### Assignment 11: Convolutional Neural Networks, Transfer Learning and Data Augmentation
### Kiarash Gheisari Pour 402102302



in this assignment we're gonna use the MNIST dataset and train a CNN on it to classify digits from 0-9

In [None]:
import numpy as np
import tensorflow as tf
from tensorflow.keras import layers, models
from sklearn.model_selection import KFold
from tensorflow.keras.datasets import mnist
from tensorflow.keras.utils import to_categorical

In [None]:
# 1. Load and preprocess MNIST dataset
(x_train_full, y_train_full), _ = mnist.load_data()
x_train_full = x_train_full.astype('float32') / 255.0
x_train_full = np.expand_dims(x_train_full, -1)  # shape: (n_samples, 28, 28, 1)
y_train_full = to_categorical(y_train_full, 10)  # one-hot encoding

first off let's define a 3 layer CNN and train it on our data

In [None]:
import numpy as np
import tensorflow as tf
from tensorflow.keras import layers, models
from sklearn.model_selection import KFold
from tensorflow.keras.datasets import mnist
from tensorflow.keras.utils import to_categorical

# 1. Load and preprocess MNIST dataset
(x_train_full, y_train_full), _ = mnist.load_data()
x_train_full = x_train_full.astype('float32') / 255.0
x_train_full = np.expand_dims(x_train_full, -1)  # shape: (n_samples, 28, 28, 1)
y_train_full = to_categorical(y_train_full, 10)  # one-hot encoding

# 2. Define a function to create the CNN model
def create_model():
    model = models.Sequential([
        layers.Conv2D(32, (3, 3), activation='relu', input_shape=(28, 28, 1)),
        layers.MaxPooling2D((2, 2)),

        layers.Conv2D(64, (3, 3), activation='relu'),
        layers.MaxPooling2D((2, 2)),

        layers.Conv2D(64, (3, 3), activation='relu'),

        layers.Flatten(),
        layers.Dense(64, activation='relu'),
        layers.Dense(10, activation='softmax'),
    ])

    model.compile(optimizer='adam',
                  loss='categorical_crossentropy',
                  metrics=['accuracy'])
    return model

# 3. Perform 3-fold cross-validation
kf = KFold(n_splits=3, shuffle=True, random_state=42)
fold_no = 1
acc_per_fold = []

for train_idx, val_idx in kf.split(x_train_full):
    print(f"\nTraining on Fold {fold_no}...")

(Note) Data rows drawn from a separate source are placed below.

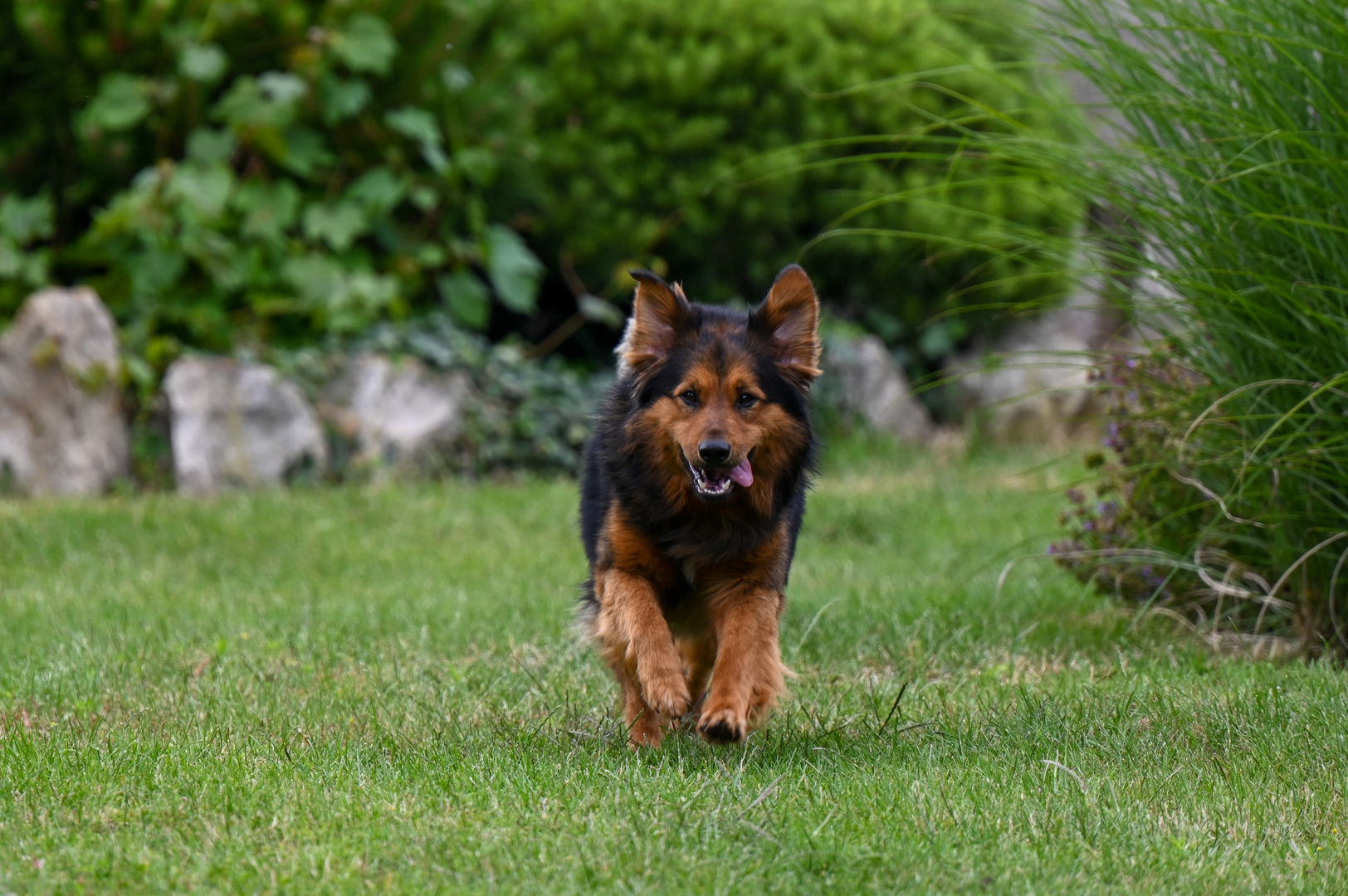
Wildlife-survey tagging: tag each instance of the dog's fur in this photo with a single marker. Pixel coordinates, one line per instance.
(689, 565)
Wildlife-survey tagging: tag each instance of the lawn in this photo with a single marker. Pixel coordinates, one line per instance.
(379, 689)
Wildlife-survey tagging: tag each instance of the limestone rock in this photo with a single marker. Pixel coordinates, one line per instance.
(1033, 382)
(399, 412)
(237, 425)
(61, 423)
(874, 386)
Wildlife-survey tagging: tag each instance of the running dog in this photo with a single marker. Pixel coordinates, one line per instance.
(691, 500)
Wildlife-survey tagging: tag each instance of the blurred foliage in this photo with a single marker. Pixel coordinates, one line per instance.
(232, 173)
(721, 136)
(522, 414)
(1131, 531)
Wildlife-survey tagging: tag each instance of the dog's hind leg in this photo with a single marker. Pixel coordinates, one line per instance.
(645, 727)
(749, 674)
(699, 655)
(635, 635)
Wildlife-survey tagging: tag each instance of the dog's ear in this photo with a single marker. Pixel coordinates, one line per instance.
(659, 311)
(789, 319)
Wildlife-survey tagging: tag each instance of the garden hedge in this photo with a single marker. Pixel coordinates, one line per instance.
(719, 138)
(235, 174)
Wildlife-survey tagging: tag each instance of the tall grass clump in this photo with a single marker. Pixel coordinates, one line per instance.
(1228, 489)
(1219, 177)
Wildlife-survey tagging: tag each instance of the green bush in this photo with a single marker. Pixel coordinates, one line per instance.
(232, 173)
(706, 138)
(1233, 477)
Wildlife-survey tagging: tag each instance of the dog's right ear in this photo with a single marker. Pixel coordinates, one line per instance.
(659, 311)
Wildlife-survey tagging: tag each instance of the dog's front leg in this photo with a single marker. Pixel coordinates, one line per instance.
(749, 674)
(639, 645)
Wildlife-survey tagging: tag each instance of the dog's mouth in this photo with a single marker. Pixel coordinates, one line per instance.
(713, 484)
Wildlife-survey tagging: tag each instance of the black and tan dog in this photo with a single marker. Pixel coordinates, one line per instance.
(691, 501)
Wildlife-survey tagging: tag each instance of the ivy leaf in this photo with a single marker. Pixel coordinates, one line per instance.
(268, 209)
(211, 146)
(514, 270)
(423, 129)
(365, 43)
(282, 86)
(25, 220)
(343, 99)
(154, 270)
(304, 151)
(344, 300)
(203, 62)
(455, 77)
(466, 298)
(205, 189)
(120, 104)
(379, 190)
(247, 104)
(336, 224)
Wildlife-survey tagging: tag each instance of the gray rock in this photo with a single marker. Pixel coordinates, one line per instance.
(61, 423)
(399, 412)
(237, 425)
(872, 384)
(1033, 383)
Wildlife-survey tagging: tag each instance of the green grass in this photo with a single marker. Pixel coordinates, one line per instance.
(379, 689)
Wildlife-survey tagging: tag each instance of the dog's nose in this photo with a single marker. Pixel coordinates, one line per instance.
(715, 451)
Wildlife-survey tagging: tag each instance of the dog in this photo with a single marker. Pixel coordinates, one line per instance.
(691, 499)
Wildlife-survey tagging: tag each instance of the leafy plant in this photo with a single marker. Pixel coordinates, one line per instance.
(287, 163)
(721, 136)
(1229, 187)
(523, 414)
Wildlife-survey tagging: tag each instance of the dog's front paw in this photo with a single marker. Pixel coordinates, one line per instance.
(667, 691)
(646, 732)
(723, 727)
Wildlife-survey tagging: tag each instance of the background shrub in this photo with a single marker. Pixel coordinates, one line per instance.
(715, 139)
(1233, 461)
(233, 173)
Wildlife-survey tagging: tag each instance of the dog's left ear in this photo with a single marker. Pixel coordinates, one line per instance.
(789, 319)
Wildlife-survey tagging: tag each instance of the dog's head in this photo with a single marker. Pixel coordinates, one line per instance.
(721, 395)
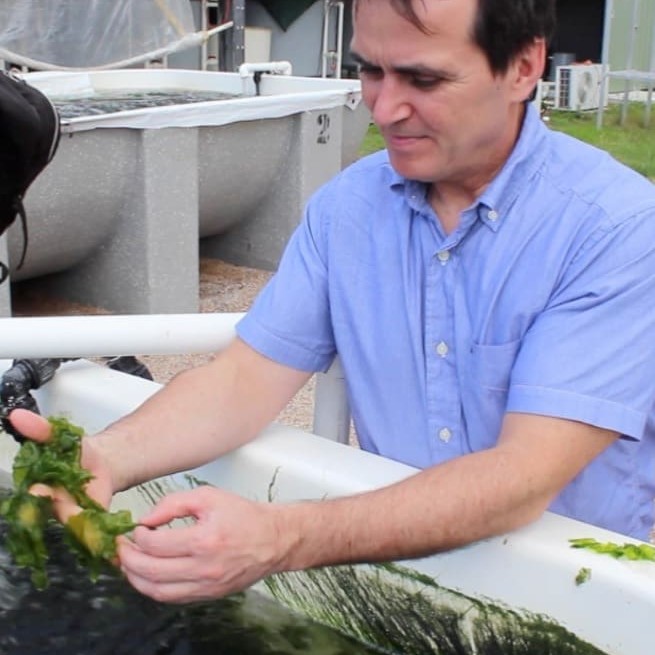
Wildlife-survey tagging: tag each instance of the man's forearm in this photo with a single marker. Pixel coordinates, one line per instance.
(427, 513)
(461, 501)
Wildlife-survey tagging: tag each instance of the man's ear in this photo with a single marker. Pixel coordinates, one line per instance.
(527, 69)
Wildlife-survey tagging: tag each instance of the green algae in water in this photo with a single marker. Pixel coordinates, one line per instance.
(91, 534)
(116, 100)
(74, 616)
(402, 611)
(634, 552)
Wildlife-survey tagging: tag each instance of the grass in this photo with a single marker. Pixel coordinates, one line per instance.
(632, 143)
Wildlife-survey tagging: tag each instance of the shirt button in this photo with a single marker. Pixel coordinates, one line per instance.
(442, 349)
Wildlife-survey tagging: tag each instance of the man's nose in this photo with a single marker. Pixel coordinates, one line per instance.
(390, 103)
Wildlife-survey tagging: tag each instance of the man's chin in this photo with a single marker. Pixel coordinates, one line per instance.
(412, 169)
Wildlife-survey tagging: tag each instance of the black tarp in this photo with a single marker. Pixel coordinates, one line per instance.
(284, 12)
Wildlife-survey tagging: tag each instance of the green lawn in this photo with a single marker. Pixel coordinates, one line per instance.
(632, 143)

    x_train, x_val = x_train_full[train_idx], x_train_full[val_idx]
    y_train, y_val = y_train_full[train_idx], y_train_full[val_idx]

    model = create_model()
    model.fit(x_train, y_train, epochs=5, batch_size=64, verbose=1,
              validation_data=(x_val, y_val))

    scores = model.evaluate(x_val, y_val, verbose=0)
    print(f"Fold {fold_no} Accuracy: {scores[1]*100:.2f}%")
    acc_per_fold.append(scores[1] * 100)

    fold_no += 1

# Print average accuracy
print(f"\nAverage accuracy across 3 folds: {np.mean(acc_per_fold):.2f}%")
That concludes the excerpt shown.